Property $d(x_n,x_{n+1})\le 10\cdot2^{-n}$ in a complete metric space

Question

Let $(X,d)$ be a complete metric space and $(x_n)$ a sequence in $X$ such that $$d(x_n,x_{n+1})\le 10\cdot2^{-n}, \text{ for all $n$.}$$ Show that the sequence converges to some $a \in X$. Show that $d(x_5,a) < 1.$

Since $X$ is a complete metric space every Cauchy sequence in $X$ will converge. If $(x_n)$ is Cauchy I have that $$d(x_n,x_m)< \varepsilon, \text{ for $n,m \ge K \in \mathbb{N}.$}$$

Now if I fix $m = n+1$, then $$d(x_n,x_{n+1}) < \varepsilon, \text{ for $n,n+1 \ge K$.}$$

And since it's Cauchy there must exist $a$ such that the sequence converges to it? I might be headed completely in the wrong direction here by assuming that $(x_n)$ would be Cauchy since that wasn't stated, but I'm not sure what other properties the completeness would give me? How should I approach from here if this is even in the right direction to begin with?

Answer 1

You cannot fix $m=n+1$ at all. Just note that for $n < m$, by the triangle inequality over $m-n-1$ steps:

$d(x_n, x_m) \le \sum_{i=0}^{m-n-1} d(x_{n+i}, x_{n+i+1})\le 10\sum_{i=0}^\infty \frac{1}{2^{n+i}} = 20\frac{1}{2^n}$ so that $(x_n)_n$ is Cauchy and hence converges to some $a \in X$.

The above inequality $d(x_n, x_m) \le 2\frac{1}{2^n}$ does not depend on $m$, so letting $m \to \infty$ we get $d(x_5,a) \le \frac{20}{32} <1$.

Answer 2

To prove that the sequence $\{x_n\}$ is Cauchy, we need to show that for any given $\epsilon > 0$, $\exists N \in \mathbb{N}$ s. t. $n, m \geq N \implies d(x_n, x_m) < \epsilon$.
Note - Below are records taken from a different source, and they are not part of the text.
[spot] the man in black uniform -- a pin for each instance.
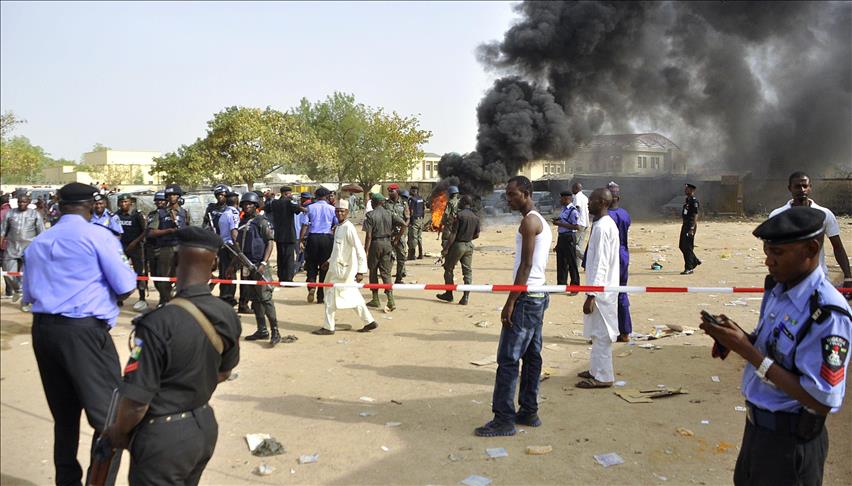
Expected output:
(464, 229)
(256, 243)
(283, 212)
(687, 230)
(181, 352)
(133, 224)
(163, 227)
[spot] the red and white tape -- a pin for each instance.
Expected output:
(628, 289)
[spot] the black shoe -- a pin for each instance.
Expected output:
(495, 429)
(528, 419)
(258, 335)
(369, 327)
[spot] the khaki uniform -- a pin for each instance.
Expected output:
(400, 249)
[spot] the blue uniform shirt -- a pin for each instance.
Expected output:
(108, 220)
(76, 269)
(321, 217)
(569, 215)
(821, 357)
(229, 220)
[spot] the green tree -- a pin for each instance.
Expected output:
(368, 145)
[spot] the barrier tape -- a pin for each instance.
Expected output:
(480, 288)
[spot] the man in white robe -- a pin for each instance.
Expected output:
(347, 264)
(600, 320)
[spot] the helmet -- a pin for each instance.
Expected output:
(221, 189)
(250, 197)
(173, 189)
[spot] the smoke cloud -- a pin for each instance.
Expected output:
(759, 86)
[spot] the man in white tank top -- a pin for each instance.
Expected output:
(600, 322)
(522, 317)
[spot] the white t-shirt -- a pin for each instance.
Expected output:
(582, 203)
(540, 252)
(830, 227)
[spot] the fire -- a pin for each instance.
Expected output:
(439, 204)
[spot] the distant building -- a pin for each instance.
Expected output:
(640, 154)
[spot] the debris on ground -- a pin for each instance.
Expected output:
(539, 450)
(609, 459)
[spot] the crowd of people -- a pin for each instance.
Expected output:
(788, 394)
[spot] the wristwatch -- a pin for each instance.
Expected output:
(763, 368)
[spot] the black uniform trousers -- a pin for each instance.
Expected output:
(686, 244)
(79, 370)
(777, 458)
(566, 260)
(175, 451)
(227, 292)
(286, 260)
(318, 248)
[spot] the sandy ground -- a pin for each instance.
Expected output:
(416, 368)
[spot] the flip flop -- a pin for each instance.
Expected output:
(593, 383)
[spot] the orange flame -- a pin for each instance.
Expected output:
(439, 204)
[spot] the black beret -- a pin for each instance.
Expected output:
(76, 192)
(198, 237)
(795, 224)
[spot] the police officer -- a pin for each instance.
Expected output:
(163, 226)
(133, 232)
(379, 225)
(796, 357)
(256, 242)
(449, 214)
(73, 293)
(687, 230)
(103, 216)
(464, 229)
(181, 352)
(399, 207)
(417, 210)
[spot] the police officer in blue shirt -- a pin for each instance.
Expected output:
(104, 217)
(796, 357)
(76, 272)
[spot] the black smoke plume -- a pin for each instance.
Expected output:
(760, 86)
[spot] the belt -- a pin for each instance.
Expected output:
(59, 319)
(163, 419)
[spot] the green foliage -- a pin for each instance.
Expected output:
(368, 145)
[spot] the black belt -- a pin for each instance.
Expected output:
(162, 419)
(59, 319)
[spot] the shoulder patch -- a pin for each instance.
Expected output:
(834, 352)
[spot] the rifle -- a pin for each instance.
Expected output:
(242, 259)
(101, 470)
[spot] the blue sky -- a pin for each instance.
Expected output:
(147, 76)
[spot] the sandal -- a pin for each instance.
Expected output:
(593, 383)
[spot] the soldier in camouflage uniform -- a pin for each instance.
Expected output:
(379, 226)
(449, 215)
(399, 207)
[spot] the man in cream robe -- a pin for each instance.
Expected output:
(347, 264)
(600, 322)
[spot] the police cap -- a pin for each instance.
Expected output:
(173, 189)
(250, 197)
(795, 224)
(76, 192)
(197, 237)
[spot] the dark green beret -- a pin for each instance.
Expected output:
(798, 223)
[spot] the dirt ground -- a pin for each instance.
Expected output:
(336, 395)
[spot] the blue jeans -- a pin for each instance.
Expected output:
(522, 341)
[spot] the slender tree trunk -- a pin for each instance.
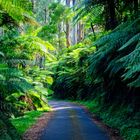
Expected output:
(33, 5)
(93, 30)
(136, 6)
(111, 20)
(68, 43)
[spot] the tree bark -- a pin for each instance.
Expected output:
(111, 20)
(68, 43)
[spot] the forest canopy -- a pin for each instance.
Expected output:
(85, 50)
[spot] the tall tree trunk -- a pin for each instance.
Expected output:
(74, 33)
(33, 5)
(111, 20)
(68, 42)
(136, 6)
(92, 27)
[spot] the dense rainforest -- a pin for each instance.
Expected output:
(85, 50)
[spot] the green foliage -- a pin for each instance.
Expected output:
(24, 122)
(108, 74)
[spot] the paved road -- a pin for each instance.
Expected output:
(71, 122)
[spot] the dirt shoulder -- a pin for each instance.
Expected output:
(35, 131)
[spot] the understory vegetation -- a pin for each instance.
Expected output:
(87, 51)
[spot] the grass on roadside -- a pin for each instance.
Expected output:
(120, 117)
(24, 122)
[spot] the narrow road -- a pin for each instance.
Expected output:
(71, 122)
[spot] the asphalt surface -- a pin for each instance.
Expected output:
(71, 122)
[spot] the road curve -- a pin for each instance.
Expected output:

We have, $d(x_n,x_{n+1})<10.2^{-n}$

$\therefore$ with $m>n$ and by repeated application of triangle inequality,

$d(x_n,d_m) \leq d(x_n,x_{n+1}) + d(x_{n+1},x_{n+2}) + \ldots d(x_{m-1},x_{m})$

$< 10.2^{-n}+10.2^{-(n+1)}+\ldots+10.2^{-(m-1)}+10.2^{-m} = 10.\frac{2^{-n}(1-(1/2)^{n-m})}{1-1/2} < 10.\frac{2^{-n}}{1/2}=\frac{5}{2^{n-2}} < \epsilon$

Hence, given any $\epsilon > 0$, we can choose $N=\lceil2+\log_2{\frac{\epsilon}{5}}\rceil$, s.t., $n, m \geq N \implies d(x_n, x_m) < \epsilon$